Thus, the total money supply created in the economy over a period of time
would be much larger than the initial creation by the central bank. That

would lead to inflation and therefore, a central bank is in a position to make


profits by inflating the economy. A normal commercial venture is not
capable of doing so. It was pointed out that IAS was not capable of
accommodating this particular feature relating to a central bank.
Main areas of disagreement with IFRS
Another area of contention was how to treat the profits or losses arising
from the revaluation of foreign assets of a central bank. IAS 21 treated
them as ordinary profits or losses because it was indeed the case with
commercial enterprises. But central banking laws, as explained above, had
special provisions to sterilise them so that central bank managements or
governments could not grab them for use.
Similarly, IAS had not recognised the need for making special reserves by
central banks in order to give additional cover for the demand liabilities
currency and demand deposits of banks and government institutions in
the event of an unexpected depletion of the foreign assets held by them.
Further, IAS 39 required the fair value presentation by bringing assets to
current market value but central banks traditionally preferred to carry them
at historical costs to prevent arbitrary revaluations and allow governments
to siphon off the unearned profits of central banks. It was mandatory under
IAS to prepare cash-flow statements but such cash-flow statements were
meaningless in the case of central banks which did not have cash shortages
due to their ability to acquire assets by creating liabilities.
Practical way to overcome disagreements
Despite these differences, IAS also had many beneficial outcomes. They
required the Central Bank to maintain proper documentation, especially in
connection with trading and derivative products, follow international good
practices with regard to trading and compliance and detailed disclosure of
sub items in the balance sheet, called the Statement of Financial Position,
and the Income Statement. This would prevent the central bank
management from abusing its powers either for personal gain or for
delivering unwarranted favours to political masters.
In addition, there were intricate risk management practices that were also
introduced as a part of the IAS package. Further, the Steering Committee
found that the differences outlined above could be tackled without

sacrificing the spirit of both central banking and international accounting


standards. Accordingly, a separate profit and loss account and a balance
sheet were to be prepared by following the provisions in the law to meet
statutory obligations. But to the outside world, it was the IAS based
accounting template that was to establish the Banks financial and
operational credibility.
IFRS is not alien to central banks
There are many central banks in the world which have adopted IFRS as
their accounting template.
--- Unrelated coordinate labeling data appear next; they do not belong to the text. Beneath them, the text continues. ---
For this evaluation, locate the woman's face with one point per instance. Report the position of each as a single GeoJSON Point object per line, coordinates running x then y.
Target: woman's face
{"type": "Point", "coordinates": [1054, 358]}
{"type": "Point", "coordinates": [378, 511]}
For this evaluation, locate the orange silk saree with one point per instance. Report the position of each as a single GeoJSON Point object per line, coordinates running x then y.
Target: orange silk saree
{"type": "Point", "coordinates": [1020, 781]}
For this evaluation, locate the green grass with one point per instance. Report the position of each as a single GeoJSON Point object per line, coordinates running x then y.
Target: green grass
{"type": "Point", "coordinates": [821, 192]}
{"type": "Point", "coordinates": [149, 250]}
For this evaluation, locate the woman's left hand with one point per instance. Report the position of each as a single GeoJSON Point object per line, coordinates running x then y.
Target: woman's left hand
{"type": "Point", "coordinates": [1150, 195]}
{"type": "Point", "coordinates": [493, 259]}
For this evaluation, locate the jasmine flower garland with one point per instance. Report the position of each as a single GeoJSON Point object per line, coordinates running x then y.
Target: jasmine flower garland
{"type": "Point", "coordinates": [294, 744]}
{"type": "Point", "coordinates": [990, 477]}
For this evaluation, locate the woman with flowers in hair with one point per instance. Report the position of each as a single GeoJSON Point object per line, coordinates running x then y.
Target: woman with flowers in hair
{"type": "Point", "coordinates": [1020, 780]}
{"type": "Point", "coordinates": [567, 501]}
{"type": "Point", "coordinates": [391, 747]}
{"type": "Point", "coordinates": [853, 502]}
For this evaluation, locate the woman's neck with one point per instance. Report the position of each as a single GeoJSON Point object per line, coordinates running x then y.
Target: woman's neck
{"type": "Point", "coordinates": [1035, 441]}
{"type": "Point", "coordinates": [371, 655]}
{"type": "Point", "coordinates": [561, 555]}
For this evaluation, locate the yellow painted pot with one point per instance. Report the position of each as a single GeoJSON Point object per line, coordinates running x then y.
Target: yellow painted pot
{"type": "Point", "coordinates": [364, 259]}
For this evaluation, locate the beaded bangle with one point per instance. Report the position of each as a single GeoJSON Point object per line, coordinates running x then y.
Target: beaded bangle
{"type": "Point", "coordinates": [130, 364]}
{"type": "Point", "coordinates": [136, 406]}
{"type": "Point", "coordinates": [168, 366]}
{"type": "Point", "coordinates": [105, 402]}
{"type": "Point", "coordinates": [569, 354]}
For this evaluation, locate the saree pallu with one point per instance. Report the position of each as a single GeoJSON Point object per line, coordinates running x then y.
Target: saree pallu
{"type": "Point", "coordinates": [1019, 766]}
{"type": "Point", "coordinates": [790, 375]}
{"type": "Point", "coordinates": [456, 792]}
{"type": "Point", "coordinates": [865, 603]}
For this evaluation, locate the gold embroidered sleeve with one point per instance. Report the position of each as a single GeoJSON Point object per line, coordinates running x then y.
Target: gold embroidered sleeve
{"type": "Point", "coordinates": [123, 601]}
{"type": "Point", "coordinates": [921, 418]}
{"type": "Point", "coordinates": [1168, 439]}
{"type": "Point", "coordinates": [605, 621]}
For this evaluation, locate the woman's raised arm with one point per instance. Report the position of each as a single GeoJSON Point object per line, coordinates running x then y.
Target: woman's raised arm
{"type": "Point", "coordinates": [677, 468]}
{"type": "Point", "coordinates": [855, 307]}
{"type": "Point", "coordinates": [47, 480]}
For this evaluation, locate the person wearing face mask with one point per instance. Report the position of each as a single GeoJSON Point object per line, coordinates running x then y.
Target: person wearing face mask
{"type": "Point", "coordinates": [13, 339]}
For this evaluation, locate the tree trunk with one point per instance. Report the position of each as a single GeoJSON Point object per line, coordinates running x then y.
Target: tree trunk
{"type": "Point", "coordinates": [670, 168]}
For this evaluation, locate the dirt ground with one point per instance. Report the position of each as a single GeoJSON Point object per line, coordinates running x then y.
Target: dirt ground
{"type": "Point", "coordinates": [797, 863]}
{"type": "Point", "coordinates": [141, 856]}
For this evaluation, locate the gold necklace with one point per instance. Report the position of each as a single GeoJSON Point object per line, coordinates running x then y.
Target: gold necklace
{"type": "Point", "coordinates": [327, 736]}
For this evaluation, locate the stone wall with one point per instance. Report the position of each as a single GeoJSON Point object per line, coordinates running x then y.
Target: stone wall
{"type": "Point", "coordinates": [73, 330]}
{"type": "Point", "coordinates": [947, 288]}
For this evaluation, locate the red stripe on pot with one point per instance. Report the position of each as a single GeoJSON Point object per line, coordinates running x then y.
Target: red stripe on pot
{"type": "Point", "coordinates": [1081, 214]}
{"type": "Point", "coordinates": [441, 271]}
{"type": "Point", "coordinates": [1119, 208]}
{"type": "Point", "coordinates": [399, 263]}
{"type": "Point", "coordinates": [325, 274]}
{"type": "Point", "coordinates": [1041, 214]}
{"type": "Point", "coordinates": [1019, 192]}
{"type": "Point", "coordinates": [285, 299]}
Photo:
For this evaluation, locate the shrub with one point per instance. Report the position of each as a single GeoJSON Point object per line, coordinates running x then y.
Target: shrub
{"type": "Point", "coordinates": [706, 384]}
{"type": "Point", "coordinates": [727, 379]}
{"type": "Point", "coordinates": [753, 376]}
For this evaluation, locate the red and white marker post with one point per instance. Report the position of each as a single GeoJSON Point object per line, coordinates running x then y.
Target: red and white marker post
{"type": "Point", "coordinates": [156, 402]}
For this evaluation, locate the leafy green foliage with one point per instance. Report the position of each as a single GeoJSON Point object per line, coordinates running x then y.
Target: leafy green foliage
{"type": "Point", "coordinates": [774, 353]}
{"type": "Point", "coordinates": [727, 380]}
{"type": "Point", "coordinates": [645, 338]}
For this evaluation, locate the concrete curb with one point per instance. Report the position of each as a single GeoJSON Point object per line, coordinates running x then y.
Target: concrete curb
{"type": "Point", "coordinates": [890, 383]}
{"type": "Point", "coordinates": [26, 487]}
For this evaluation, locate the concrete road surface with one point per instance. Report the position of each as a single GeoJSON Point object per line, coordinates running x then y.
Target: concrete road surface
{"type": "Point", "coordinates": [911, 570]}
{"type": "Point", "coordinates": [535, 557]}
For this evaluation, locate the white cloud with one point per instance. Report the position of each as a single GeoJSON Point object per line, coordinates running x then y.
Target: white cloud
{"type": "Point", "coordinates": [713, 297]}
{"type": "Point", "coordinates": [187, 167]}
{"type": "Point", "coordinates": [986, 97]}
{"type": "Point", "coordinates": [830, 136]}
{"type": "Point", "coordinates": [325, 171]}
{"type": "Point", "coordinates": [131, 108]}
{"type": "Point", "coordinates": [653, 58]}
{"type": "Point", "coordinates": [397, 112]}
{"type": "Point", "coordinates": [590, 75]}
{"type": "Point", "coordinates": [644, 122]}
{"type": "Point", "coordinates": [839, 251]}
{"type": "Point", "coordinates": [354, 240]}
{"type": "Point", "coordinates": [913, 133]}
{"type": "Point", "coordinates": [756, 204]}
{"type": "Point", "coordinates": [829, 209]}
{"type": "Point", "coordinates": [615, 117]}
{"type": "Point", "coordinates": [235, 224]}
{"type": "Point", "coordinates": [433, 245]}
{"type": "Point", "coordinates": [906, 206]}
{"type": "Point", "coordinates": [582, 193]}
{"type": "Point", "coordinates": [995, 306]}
A report prepared by international accounting
and audit firm, KPMG, under the title Current trends in central bank
financial reporting practices in 2012 has examined the financial statements
of 18 central banks.
According to the report, six out of 18 central banks had followed IFRS while
four had followed IFRS based accounting templates. In the region, the new
central banking acts in Nepal and Bhutan have required by law the adoption
of IAS as the accounting template by the respective central banks. Hence,
IAS templates, now called IFRS templates, are not alien to central banking
accounting.
Dropping IFRS by CB leads to a suboptimal decision
If the Central Bank of Sri Lanka chooses drop IFRS as its accounting
template, there are two options available to it. One is to adopt the Sri Lanka
financial reporting standards, called SLFRS and LKAS, issued by the Institute
of Chartered Accountants and fully convergent with IFRS and IAS,
respectively (available at: www.casrilanka.com/casl/index.php?
option=com_content&view=article&id=235&Itemid=339&a
mp;lang=en ).
The other is to go back to its primitive method of preparing financial
statements in terms of the Monetary Law Act which was enacted as far back
as 1949 and did not foresee the developments that have taken place in
financial markets and central banking since then.
If it goes for the second option, it has to add all the good features that are
there in IFRS in order to win the acceptability from its stakeholders. Then, it
becomes wholly the continuation of the current practice. It need not go for
the first option since it does not make any difference to its accounting

framework in view of the full convergence of the SLFRS and LKAS with IFRS
and IAS, respectively.
Further, if the Bank drops IFRS at this stage, it will certainly create doubts
about the financial strength of the Central Bank among its stakeholders.
The Bank should not risk this at this stage.
IFRS will strengthen CB credibility
The financial strength of a central bank is considered as essential for its
independence and its independence is essential for it to attain its objectives
of price stability and financial system stability. A proper accounting
framework will ensure both. Further, it will prevent the central bank
managements from abusing their powers and misleading the public through
creative accounting techniques. This is what the community expects from
the Central Bank of Sri Lanka.
Hence, dropping IFRS should not be an arbitrary and hasty decision to be
made by the Central Banks current management. Before they reach such a
decision, they should listen to both sides and that should be a part of
Central Banks good governance.
(W.A. Wijewardena, a former Deputy Governor of the Central Bank of Sri
Lanka, can be reached at waw1949@gmail.com.)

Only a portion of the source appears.